MKN-28 cells stably transfected with circARHGEF12 or NC lentiviruses were cultured in complete medium. When the cells were 70% confluent, the medium was replaced with fresh medium to remove dead and detached cells. 1×107 MKN-28 cells were injected into the mice tail vein. The mice were sacrificed after 28 days, and the lung tissues were removed, photographed, and fixed. All animal studies were conducted in accordance with institutional ethical guidelines for animal experiments and approved by the Institutional Animal Care and Use Committee or the Ethics Committee for Animal Experiments of Shanghai Sixth People’s Hospital (No: DWLL2024-966).
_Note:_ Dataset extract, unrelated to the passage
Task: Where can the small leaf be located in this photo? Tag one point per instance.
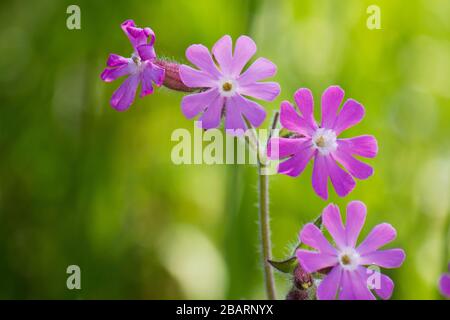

Cell Counting Kit-8 (CCK8), Colony formation, Transwell assays, m 6 A dot blot, RNase R treatment and Nuclear and cytoplasmic fractionation, hematoxylin-eosin (HE) staining and Immunohistochemical (IHC) analysis
These experiments were performed as previously reported 7,32.
Statistical analysis
Statistical analysis was performed with GraphPad Prism 9 (La Jolla, CA, USA). In brief, the values are expressed as the mean ± standard deviation (SD). Student’s test and analysis of variance were used for comparisons between groups. Survival curves were generated using the Kaplan-Meier method and log-rank testing. Pearson Correlation Analysis was used to analyze the correlation of circARHGEF12 with miR-130b-5p. The half-maximal inhibitory concentration (IC50) values were determined using a curve fitting model with a four-parameter logistic equation model in GraphPad Prism software. P < 0.05 was considered statistically significant.